Accent on Living

VIDEO tape is really much better than live TV. It speeds everything up; never a dull moment. If a joke falls flat, go back and can it and put in a better one. No harm in adding some heartier laughter, while we’re about it. “Parts of this program were prerecorded on video tape,” says the announcer triumphantly. He doesn’t say which parts, but we happen to know that one of the earlymorning interviews we have just been following actually took place one afternoon week before last. One gets the impression that TV people are still a bit diffident about owning up to tape. Only recently they would manage a kind of muttering version of “By transcription” or “Parts of this program were transscribed,” but now they speak right up about it, clearly, in affirmative tones.
Television has learned how to boil down sports events to a point of eliminating those tedious intervals where nothing much is happening. “They halved the fourteenth and fifteenth, and we now pick them up all even, teeing off on number sixteen,” comes the awe-struck, whispering voice of the announcer, “here at the beautiful Nirvana Heights Country Club,” etc. Golf, by this method, is a succession of holed-out approaches, birdies, and unimaginable recoveries. If Doakes seems to be in real trouble, just watch him lip the cup with this sixty-footer!
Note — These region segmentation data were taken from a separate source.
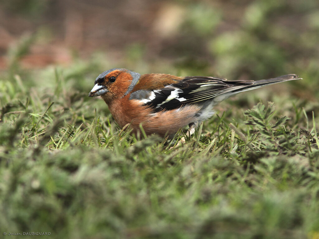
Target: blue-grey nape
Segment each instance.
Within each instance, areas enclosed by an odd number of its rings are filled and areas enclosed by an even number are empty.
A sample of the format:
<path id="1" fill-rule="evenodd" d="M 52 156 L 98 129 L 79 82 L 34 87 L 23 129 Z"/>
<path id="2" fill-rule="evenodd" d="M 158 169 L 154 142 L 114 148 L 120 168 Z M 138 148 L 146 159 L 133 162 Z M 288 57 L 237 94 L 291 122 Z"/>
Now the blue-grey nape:
<path id="1" fill-rule="evenodd" d="M 97 77 L 96 79 L 95 79 L 95 81 L 94 83 L 94 84 L 96 83 L 97 81 L 99 79 L 103 79 L 104 78 L 104 77 L 105 77 L 105 76 L 108 75 L 108 74 L 110 72 L 112 72 L 114 70 L 126 70 L 126 69 L 124 69 L 124 68 L 113 68 L 113 69 L 110 69 L 109 70 L 106 71 L 104 72 L 102 72 L 99 75 L 99 76 Z"/>
<path id="2" fill-rule="evenodd" d="M 138 82 L 138 80 L 139 80 L 140 77 L 141 77 L 141 74 L 137 73 L 136 72 L 135 72 L 134 71 L 131 71 L 130 70 L 126 70 L 127 71 L 131 74 L 132 76 L 132 82 L 131 82 L 131 84 L 129 86 L 129 88 L 126 91 L 126 92 L 125 92 L 125 94 L 124 94 L 122 97 L 124 97 L 127 94 L 132 91 L 134 87 L 135 86 L 135 85 L 137 84 L 137 82 Z"/>
<path id="3" fill-rule="evenodd" d="M 108 70 L 104 72 L 102 72 L 100 74 L 99 76 L 96 77 L 96 79 L 95 79 L 95 81 L 94 82 L 94 84 L 95 84 L 96 83 L 98 80 L 99 79 L 103 79 L 105 76 L 107 75 L 110 72 L 112 72 L 114 70 L 119 70 L 122 71 L 126 71 L 126 72 L 130 73 L 130 74 L 132 76 L 132 82 L 130 84 L 129 86 L 129 88 L 127 89 L 127 91 L 125 92 L 124 95 L 122 97 L 122 98 L 124 97 L 127 94 L 130 92 L 133 89 L 134 87 L 135 86 L 137 82 L 138 82 L 138 80 L 139 80 L 140 77 L 141 77 L 141 74 L 137 73 L 137 72 L 135 72 L 134 71 L 132 71 L 130 70 L 128 70 L 124 68 L 113 68 L 113 69 L 110 69 L 109 70 Z"/>

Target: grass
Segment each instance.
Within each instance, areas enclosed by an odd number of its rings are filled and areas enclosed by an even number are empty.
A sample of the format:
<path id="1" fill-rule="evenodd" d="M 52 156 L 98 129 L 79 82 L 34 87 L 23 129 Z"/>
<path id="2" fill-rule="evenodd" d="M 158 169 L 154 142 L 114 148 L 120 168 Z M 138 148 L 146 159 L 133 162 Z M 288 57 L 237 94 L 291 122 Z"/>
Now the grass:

Edited football ran throughout the winter on a one-hour basis, simply by cutting out most of the smallyardage plays. “Neither side was able to threaten during the rest of the quarter,” the announcer explains, “in an exchange of punts and a series of plays that failed to gain ground.” So, rejoining the action once again, we are rewarded by slam-bang bucking, running, and passing and a high-scoring second quarter that puts the Wingding Panthers out in front 21 to 6. That “6” instead of a “7” gives the announcer a chance to explain how all-important a single point can become, for Wingding’s opponents, under such circumstances in professional football, usually show a complete reversal of form in the second half and either win the game or come within a whisker of doing so. Regardless of the outcome, it’s the showy stuff, the pivotal plays that TV preserves for us, from all sorts of games, in edited sports. The unfunny gag is out, and so are those parts of interviews, baseball games, and panel discussions that don’t pay off.
The lessons here, for the political conventions this summer, are obvious: get started right away on prerecording them on video tape while there is still time for editing and retakes. A show lasting perhaps ninety minutes would be the idea, a Presidential Spectacular — actionpacked, sparkling, thrill-jammed political horse trading and logrolling.
Prerecording can show all the delegates as relatively interesting, even attractive, human beings, reasonably well behaved. I still recall the two platform occupants of 1952 shown on a live program, one of whom, during the opening prayer of the session, produced a nail file and busied himself with it, while the other, head reverently bowed, was seen to be lighting a big cigar. Others were disclosed to the TV audience, as the camera shopped about the hall, in various acts of social undress, hard at it with toothpicks, or scratching themselves, or, more often, sleeping quietly in their chairs.
The ninety-minute Presidential Spectacular will omit a great deal more, naturally, than small lapses of deportment. Whole platoons of senators will be combined and paraphrased in a sentence or two, although each party will preserve one or two for comic relief—Dirksen and Mundt, for instance, and Kefauver and Talmadge. The first verse of the national anthem will be sung by Connie Francis or Elvis Presley (fifty-five seconds, including ten seconds of applause). Dozens of native sons will blush unseen and unheard, and so, alas, will those who put them in nomination.
“The next five hours,” the announcer will say, as he disposes of them in a few seconds, “yielded nothing of network caliber. So, after a brief word from our sponsors, we shall return to the convention floor and show you how the delegates received Bob Hope’s hilarious story, ‘Days and Nights in the Smoke-filled Room.’ I think you’ll agree with me that they loved it!”
Those interminable roll calls will be briskly capsuled. Snake dances, victory marches, and spontaneous ovations may be held only by written permission of the sponsor and in no case for more than thirty seconds per candidate. Even so, an hour and a half is quite a long show. With capable trimming, it ought to be possible to wrap it all up in one hour flat.